Sebarkan artikel ini
DIGIRING— Direktur BUMNag Banjar Sakato, PN (60) yang menjadi tersangka korupsi digiring petugas Kejari Payakumbuh untuk ditahan di Lapas Kelas II B Payakumbuh.

PAYAKUMBUH, METRO–Kejaksaan Negeri (Kejari) Payakumbuh menetap­kan Direktur Badan Usaha Milik Nagari (BUMNag) Banjar Sakato, sebagai tersangka dalam kasus dugaan korupsi penyertaan modal yang berasal dari Anggaran Pendapatan dan Belanja (APB) Nagari Banja Laweh, Kecamatan Bukik Barisan, Kabupaten Limapuluh Kota, periode 2018-2021.

Selain ditetapkan sebagai tersangka, Direktur BUMNag berinisial PN (60), juga ditahan setelah dirinya datang memenuhi pang­gilan Kejari Payakumbuh untuk menjalani pemeriksaan pada Selasa (3/10) pukul 10.00 WIB hingga pu­kul 17.00 WIB.

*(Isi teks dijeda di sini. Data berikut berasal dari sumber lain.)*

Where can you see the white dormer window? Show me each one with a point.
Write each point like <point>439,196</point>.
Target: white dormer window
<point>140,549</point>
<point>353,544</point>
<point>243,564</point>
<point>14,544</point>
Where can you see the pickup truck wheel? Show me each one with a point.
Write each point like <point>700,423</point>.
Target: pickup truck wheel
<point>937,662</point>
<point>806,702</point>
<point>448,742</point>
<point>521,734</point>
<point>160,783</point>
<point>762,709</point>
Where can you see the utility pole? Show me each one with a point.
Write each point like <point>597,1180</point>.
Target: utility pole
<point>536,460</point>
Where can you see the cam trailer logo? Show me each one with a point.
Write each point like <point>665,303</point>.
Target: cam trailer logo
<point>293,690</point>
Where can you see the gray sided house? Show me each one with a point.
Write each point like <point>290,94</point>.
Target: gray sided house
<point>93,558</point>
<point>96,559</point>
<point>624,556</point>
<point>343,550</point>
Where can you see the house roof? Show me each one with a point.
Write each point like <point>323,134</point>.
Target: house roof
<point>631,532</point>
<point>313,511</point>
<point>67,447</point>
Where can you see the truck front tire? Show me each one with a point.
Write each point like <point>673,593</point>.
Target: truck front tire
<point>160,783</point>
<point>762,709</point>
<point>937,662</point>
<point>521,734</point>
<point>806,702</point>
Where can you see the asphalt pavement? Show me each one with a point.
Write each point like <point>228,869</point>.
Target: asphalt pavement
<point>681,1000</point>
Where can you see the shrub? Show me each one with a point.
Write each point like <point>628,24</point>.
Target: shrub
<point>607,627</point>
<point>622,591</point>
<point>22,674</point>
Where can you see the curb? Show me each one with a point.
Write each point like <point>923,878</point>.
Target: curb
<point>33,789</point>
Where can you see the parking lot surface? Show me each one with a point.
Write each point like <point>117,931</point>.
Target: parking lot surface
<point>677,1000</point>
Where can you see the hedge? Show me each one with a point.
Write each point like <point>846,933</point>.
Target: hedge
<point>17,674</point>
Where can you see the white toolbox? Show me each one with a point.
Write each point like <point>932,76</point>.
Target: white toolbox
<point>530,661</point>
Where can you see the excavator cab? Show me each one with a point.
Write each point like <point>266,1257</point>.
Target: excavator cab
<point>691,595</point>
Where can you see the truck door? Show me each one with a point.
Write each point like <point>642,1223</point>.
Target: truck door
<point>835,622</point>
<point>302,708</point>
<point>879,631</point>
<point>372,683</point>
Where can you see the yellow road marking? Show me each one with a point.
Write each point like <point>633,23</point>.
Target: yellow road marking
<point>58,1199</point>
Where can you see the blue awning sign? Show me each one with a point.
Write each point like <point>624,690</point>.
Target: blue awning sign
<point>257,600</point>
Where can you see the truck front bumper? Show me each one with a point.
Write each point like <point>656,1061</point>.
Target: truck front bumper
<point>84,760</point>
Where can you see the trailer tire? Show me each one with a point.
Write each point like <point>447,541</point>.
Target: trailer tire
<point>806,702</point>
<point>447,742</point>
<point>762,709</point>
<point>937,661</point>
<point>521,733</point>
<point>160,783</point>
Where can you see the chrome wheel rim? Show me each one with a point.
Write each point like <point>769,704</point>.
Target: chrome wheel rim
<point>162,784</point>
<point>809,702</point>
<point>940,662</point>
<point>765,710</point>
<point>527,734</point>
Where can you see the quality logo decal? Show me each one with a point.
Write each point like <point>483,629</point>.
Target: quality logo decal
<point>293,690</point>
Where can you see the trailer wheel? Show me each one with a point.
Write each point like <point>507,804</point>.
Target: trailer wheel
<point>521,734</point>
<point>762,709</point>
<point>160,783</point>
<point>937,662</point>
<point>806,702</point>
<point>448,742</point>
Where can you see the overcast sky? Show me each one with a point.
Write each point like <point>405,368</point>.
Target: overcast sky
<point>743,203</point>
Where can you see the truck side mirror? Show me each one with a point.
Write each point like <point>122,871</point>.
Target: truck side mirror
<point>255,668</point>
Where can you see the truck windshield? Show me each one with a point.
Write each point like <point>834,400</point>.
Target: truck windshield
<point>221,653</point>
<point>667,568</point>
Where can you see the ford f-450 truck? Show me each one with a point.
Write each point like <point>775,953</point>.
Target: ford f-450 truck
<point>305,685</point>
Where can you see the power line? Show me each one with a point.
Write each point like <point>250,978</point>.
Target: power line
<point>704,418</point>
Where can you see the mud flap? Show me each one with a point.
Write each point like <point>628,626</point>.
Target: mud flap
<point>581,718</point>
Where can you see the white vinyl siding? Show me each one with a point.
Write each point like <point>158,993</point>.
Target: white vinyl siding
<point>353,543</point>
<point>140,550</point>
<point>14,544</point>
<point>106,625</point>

Selesai diperiksa, PN keluar dari ruang pemeriksaan Kasi Pidsus Kejari Payakumbuh di lantai II menggunaan baju oranye yang bertuliskan tahanan dengan kedua tangannya diborgol. PN pun langsung digiring ke mobil untuk dibawa ke Lapas Kelas II B Payakumbuh. Tersangka juga didampingi kuasa hukumnya Setia Budi dan karib kerabatnya.

Kepala Kejaksaan Ne­geri Payakumbuh, Suwarsono mengatakan, dari hasil audit kerugian negara oleh Inspektorat, dalam kasus korupsi penyertaan modal dari APB Nagari yang diterima BUMNag Banjar Sakato, menimbulkan kerugian negara Rp 441 juta lebih.

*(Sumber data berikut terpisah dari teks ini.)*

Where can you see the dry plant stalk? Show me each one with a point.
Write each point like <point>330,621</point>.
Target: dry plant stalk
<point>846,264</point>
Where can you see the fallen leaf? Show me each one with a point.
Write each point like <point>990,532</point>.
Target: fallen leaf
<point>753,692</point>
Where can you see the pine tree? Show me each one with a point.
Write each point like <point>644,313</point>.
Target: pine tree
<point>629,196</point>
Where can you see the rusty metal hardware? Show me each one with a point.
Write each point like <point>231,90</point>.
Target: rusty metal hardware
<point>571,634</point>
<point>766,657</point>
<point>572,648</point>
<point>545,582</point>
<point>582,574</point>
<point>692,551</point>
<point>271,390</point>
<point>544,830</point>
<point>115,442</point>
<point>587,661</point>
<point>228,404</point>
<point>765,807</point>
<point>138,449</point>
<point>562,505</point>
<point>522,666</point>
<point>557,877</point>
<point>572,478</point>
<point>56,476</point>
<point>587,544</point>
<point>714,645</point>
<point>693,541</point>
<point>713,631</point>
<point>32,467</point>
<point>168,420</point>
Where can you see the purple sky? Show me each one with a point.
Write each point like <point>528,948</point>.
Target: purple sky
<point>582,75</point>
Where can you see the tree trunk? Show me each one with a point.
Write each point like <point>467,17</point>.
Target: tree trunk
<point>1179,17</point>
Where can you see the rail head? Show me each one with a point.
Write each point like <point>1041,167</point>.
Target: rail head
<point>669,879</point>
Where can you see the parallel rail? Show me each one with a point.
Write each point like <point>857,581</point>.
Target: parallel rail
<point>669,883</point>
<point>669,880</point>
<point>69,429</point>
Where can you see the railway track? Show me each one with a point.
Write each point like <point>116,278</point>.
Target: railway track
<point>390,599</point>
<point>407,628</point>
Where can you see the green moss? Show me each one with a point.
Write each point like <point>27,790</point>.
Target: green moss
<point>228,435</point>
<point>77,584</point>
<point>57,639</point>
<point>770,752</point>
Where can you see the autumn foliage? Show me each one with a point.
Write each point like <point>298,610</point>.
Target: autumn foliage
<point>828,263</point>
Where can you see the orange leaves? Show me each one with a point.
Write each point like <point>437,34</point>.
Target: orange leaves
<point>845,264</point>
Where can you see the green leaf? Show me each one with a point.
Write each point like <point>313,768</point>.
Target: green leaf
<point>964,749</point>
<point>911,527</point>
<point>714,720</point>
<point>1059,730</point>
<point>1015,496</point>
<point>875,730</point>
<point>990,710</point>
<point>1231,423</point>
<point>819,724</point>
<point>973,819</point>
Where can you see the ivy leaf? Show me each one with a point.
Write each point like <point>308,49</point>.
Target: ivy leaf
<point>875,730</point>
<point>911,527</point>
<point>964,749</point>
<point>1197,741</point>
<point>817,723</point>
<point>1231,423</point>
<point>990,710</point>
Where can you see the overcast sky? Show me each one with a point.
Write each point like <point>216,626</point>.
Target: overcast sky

Baca Juga  Seorang Pria Hilang Tenggelam di Pantai Padang, Pakaiannya Tertinggal di Batu Grib

“Benar, hari ini kita menetapkan satu orang tersangka kasus dugaan korupsi dalam perkara penyertaan modal Nagari yang diterima Badan Usaha Milik Nagari (BUMNAG) Banjar Sakato Nagari Banja Laweh Kecamatan Bukik Barisan periode 2018-2021,” kata Suwarsono.

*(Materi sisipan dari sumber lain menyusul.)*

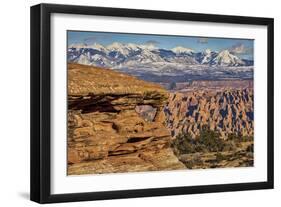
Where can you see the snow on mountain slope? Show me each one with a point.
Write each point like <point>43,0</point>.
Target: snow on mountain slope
<point>179,61</point>
<point>225,58</point>
<point>180,50</point>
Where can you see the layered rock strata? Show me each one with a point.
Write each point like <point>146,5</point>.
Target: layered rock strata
<point>107,131</point>
<point>229,111</point>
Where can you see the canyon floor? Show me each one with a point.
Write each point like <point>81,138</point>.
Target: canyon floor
<point>118,123</point>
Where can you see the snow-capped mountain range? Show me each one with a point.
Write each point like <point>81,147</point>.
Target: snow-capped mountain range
<point>147,61</point>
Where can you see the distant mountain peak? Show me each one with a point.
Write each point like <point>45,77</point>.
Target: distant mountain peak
<point>180,49</point>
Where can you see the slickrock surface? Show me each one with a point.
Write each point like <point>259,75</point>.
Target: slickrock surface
<point>107,129</point>
<point>229,111</point>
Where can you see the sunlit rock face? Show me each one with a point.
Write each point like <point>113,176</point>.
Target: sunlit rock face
<point>229,111</point>
<point>116,123</point>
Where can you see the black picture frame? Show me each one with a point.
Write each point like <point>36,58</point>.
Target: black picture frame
<point>41,95</point>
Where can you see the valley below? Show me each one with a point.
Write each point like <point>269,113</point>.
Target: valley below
<point>119,123</point>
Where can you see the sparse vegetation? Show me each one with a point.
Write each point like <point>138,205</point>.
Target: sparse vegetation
<point>208,149</point>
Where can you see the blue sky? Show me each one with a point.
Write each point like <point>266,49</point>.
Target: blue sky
<point>240,47</point>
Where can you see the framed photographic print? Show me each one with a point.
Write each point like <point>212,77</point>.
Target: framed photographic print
<point>133,103</point>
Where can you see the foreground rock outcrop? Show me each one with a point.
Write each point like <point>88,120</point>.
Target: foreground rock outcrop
<point>107,129</point>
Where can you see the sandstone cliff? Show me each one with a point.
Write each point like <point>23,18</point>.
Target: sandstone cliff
<point>107,131</point>
<point>229,111</point>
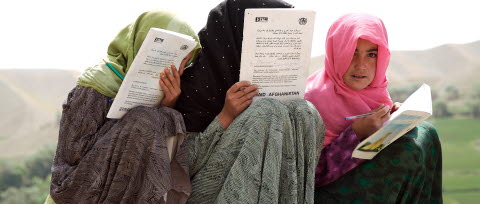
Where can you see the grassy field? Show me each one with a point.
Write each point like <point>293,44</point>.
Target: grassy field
<point>460,140</point>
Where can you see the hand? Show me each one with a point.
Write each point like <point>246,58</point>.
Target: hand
<point>395,107</point>
<point>170,84</point>
<point>366,126</point>
<point>237,99</point>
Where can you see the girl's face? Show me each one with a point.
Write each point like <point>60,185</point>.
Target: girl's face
<point>361,71</point>
<point>184,62</point>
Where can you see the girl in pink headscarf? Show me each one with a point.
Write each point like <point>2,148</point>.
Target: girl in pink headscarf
<point>354,82</point>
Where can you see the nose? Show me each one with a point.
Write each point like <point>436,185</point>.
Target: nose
<point>360,63</point>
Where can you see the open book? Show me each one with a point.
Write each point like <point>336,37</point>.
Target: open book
<point>417,108</point>
<point>276,51</point>
<point>160,49</point>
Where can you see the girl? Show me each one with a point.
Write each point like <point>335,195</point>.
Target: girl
<point>354,82</point>
<point>265,153</point>
<point>100,160</point>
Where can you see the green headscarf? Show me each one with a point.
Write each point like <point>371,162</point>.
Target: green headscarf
<point>124,47</point>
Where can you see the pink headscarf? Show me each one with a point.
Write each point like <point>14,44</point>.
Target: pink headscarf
<point>325,88</point>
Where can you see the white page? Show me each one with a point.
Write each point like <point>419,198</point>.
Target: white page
<point>416,108</point>
<point>276,51</point>
<point>160,49</point>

Suwarsono menuturkan, tersangka PN menjabat sebagai Diketur BUMNag Banjar Sakato yang mana bergerak dalam da­lam usaha penggemukan sapi. Namun, bangu­nan atau kandang sapi yang dibangun di atas tanah bukan milik nagari.  di milik tanah nagari sehingga ti­dak sesuai AD/ART BUMNag.

“PN sebelumnya juga sudah beberapa kali menjalani pemeriksaan penyidik kejaksaan negeri Payakumbuh. Bahkan sebelum penetapan PN sebagai tersangka, kami sudah memeriksa 25 orang saksi-saksi terkait. Sehingga diperoleh alat bukti yang kuat dan ditetapkanlanh PN sebagai tersangka dan ditahan,” jelas Suwarsono.

Sementara, Kasi Pidana Khusus, Saud Berhard Damanik menambahkan, korupsi dilakukan oleh PN terkait dana penyertaan modal untuk Badan Usaha Milik Nagari (BUMNag) itu berasal dari APB Nagari Banja Loweh selama kurun waktu empat tahun anggaran.

Baca Juga  Saat Korban Kencing, Panji Embat iPhone di Warung Kopi

“Tersangka PN kami tahan di Lapas Kelas II B Payakumbuh selama 20 hari ke depan. Yang bersangkutan kami jerat dengan pasal 2,3 junto pasal 55 ayat 1 ke-1 KUHP,” tegasnya.

Kuasa hukum tersangka PN, Setia Budi, membenarkan jika kliennya usai diperiksa selama beberapa jam, langsung ditetapkan sebagai tersangka dan ditahan di Lapas Kelas II B Payakumbuh. Dia menyebut, akan mengajukan permohonan penangguhan penahan kepada kejaksaan negeri Payakumbuh sebagai hak tersangka.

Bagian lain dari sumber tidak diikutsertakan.